Cosas de todos los tiempos

«El sentido de la Navidad no parece que importe salvo como una percha donde colgar la nueva magia de estos tiempos. La que se traduce en monedas»

Opinión
Cosas de todos los tiempos

Decoración navideña. | Yegor Aleyev (Zuma Press)

Que las leyes de la contradicción rigen la conducta de los hombres es cosa que se aprende —sorpresivamente, por cierto— a partir del uso de razón y se afina y confirma a partir del desarrollo de la conciencia. Pero en este aprendizaje hay grados y aunque los más engañosos son los propios, los más fastidiosos son los que derivan en el cinismo, que donde se instala todo lo abrasa por no abrasarse él mismo (y perdón por el ripio).

La tentación ante eso es adoptar cualquiera de las formas del puritanismo y también ellas encierran peligros que pueden derivar en el mal. Así ha sido, al menos, a lo largo de la Historia. Lo que de nuevo nos conduce —ya sin sorpresas— al espíritu de la contradicción. Unos grandes almacenes nos instan a disfrutar de la magia de la Navidad y una cadena de hoteles me felicita a través del correo electrónico con el deseo de que pase unas Navidades mágicas. Y aunque no me felicite a mí —la máquina atiende a un listado numérico de clientes y yo habré pasado por alguno de sus hoteles—, no sé si tengo estómago para tanta magia.

Esta deficiencia mía me lleva a pensar en si el publicista que ha tramado esos eslóganes conoce el sentido de la Navidad y a qué se refiere cuando habla de mágicas. ¿A un bosque de druidas? ¿A las saturnales romanas? ¿Creerá que la Navidad tiene relación con el mago Merlín?

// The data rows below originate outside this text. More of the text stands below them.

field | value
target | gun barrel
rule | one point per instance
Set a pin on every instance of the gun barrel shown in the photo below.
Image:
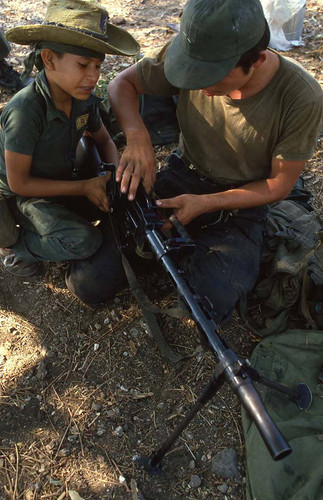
(239, 380)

Lo cierto es que cualquiera que vea los anuncios navideños en televisión ya tiene una idea del significado publicitario de «mágicas»: algo brillante y plano, envuelto en colonias, rasos y perfumes, —no olvidar sonrisas y miradas sofisticadas— que se repetirá al año siguiente. Y el sentido de la Navidad no parece que importe, salvo como una percha donde colgar la nueva magia de estos tiempos. La que se traduce en monedas.

Pero, ¿qué ocurre cuando nos acercamos a lo mágico? O mejor: ¿qué ocurre cuando nos acercamos a eso que ahora tildan de «mágico» y que su sentido originario es el misterio y detrás de él —es el caso de la Navidad— están la alegría, la esperanza y la renovación? Creemos que acudiendo a la magia ya está solucionado, sin pensar —y además, ¿qué importa?— que lo sometemos a una devaluación que demuestra que no hemos entendido nada. Porque vivimos una época que se podría definir como aquella en la que no entendimos nada. O a lo mejor sí; a lo mejor quedan algunas cosas que sí se entienden.

«Vivimos una época que se podría definir como aquella en la que no entendimos nada»

Me contaba un amigo esta semana que fue en Italia —de Roma hacia Nápoles— donde descubrió «el júbilo del Domingo de Resurrección, cuando todos se felicitan eufóricos». Y eso sí es una forma vivir el misterio. O por lo menos de acercarse a él compartiendo su sentido originario desde la inocencia necesaria. Y esta euforia —«todos se felicitan eufóricos»— habla de la alegría de estar vivos y de creer o saber que esto no acaba aquí y que no se viaja solo. O sea, del mejor regalo que nos puedan hacer.

Qué contraste con aquellos que se acercan a cualquiera de las manifestaciones del misterio —el arte románico, por ejemplo, la música polifónica o la ciencia teológica— y aunque lo hagan con respeto, necesitan traducirlo —como los publicistas a monedas— a su conciencia laica o atea para justificarse y esgrimirla. Sobre todo, esgrimirla. Incluso opinar como si hubieran participado en el Concilio de Nicea, o aconsejado a los Santos Padres del Desierto, o discutido a fondo con Julio II para llegar a la necesidad de afirmar que el ateísmo los salva de todo eso a lo que han dedicado su talento y un par de años de su vida. Quizá sean nuevas formas de magia, o que nadie por racionalista que se quiera escapar del todo al lado misterioso de la vida. Es decir, a una de las cosas que hacen que la vida lo sea en su sentido más pleno.